虽然称为千“佛”岩,据说以前内中却有一秀才石像,如真人大小,举止神态并不“佛”,与常人无异。在芸芸佛像中,搀杂一个凡夫俗子,很有些让人觉得奇怪。关于这点,有一个有趣的传说。
相传清康熙年间有一秀才,叫万晋江,梁州(今重庆永川)人氏。出川赴京赶考,不中,归途路过千佛岩,天晚,投宿。却听店主说起,千佛岩究竟有多少尊佛像,从来没人数清过。谁要是心诚,数清了,江里便会高奏仙乐,浮出一只金船,把他载往极乐世界,荣登仙境。这只金船,还是铁拐李的拐杖变的呢,专渡有缘人。这位秀才功名不就,本已心灰意懒,听店主这么一说,不禁心里一动。

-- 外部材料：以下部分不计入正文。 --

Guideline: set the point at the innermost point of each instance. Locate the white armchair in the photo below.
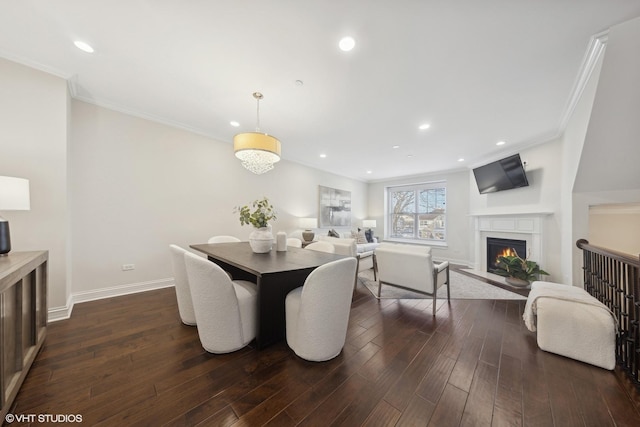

第二天,秀才一大早就来到千佛岩下,细数佛像,却怎么也数不清,不是数重,就是漏下了。正着急间,却见一俊俏的村姑在江边的一棵柳树下卖红枣。秀才虽然死读诗书,却不是木鱼脑袋,急中生智,上前把红枣全部买下,在每个佛像面前放一颗,这样计数,就不会弄错。当他放完最后一颗红枣,江中果然仙乐飘飘。附近的人都跑来观看,却见江水四涌,金光万道,一只金船慢慢从水底浮起。秀才欣喜若狂,正要跳下金船,却见身前一尊佛像没有红枣,不假思索便在那佛像前放了一颗。谁知,红枣一放下去,仙乐突然停止,金船复又沉了下去,江面恢复了平静。原来,菩萨见秀才拜佛心不诚,功名心太重,于是伸手把面前的一颗红枣吃掉,让秀才计错了数,当不成神仙。秀才原本功名不就,也无颜回乡,便在此地住了下来,后来娶了那位卖枣的村姑为妻。村姑的父亲是一位民间艺人,专事佛像雕刻,技艺精湛。老人只此一女,并无子嗣,便把这一绝活尽数悉心传授给了秀才。老人去世后,秀才承其衣钵,技艺更胜于老人,成为一代名匠。

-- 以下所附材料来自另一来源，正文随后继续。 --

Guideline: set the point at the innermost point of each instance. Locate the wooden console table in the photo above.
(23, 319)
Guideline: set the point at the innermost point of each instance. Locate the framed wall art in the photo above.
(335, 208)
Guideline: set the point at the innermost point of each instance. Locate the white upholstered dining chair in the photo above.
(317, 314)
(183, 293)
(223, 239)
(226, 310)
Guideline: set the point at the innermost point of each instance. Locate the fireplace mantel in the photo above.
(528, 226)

哪知,这位秀才功名心不死,不甘心考不中举人,也做不了神仙,便在千佛岩绝壁上雕刻了一尊自己的石像,并列与众多佛像中,以传后世。
可惜,解放后修建川陕公路时,公路从绝壁穿行而过,众多佛像被毁,这尊秀才像自然也在其中。大概毁掉的石像,早已做了公路的基石了吧,这倒是这位秀才始料未及的。如今,秀才的传世梦固然破灭,因千佛岩被毁去大半,后人想要再数清佛像亦不复可能,江底的金船,也便要永沉江底了。
猪样年华
第42节骨气
前几年重庆人和成都人有个比较经典的互损段子:重庆人说成都人是李伯清——假打,成都人找不出贬低重庆人的现成代表,就从《红岩》里拉出甫志高,说重庆人没有骨气。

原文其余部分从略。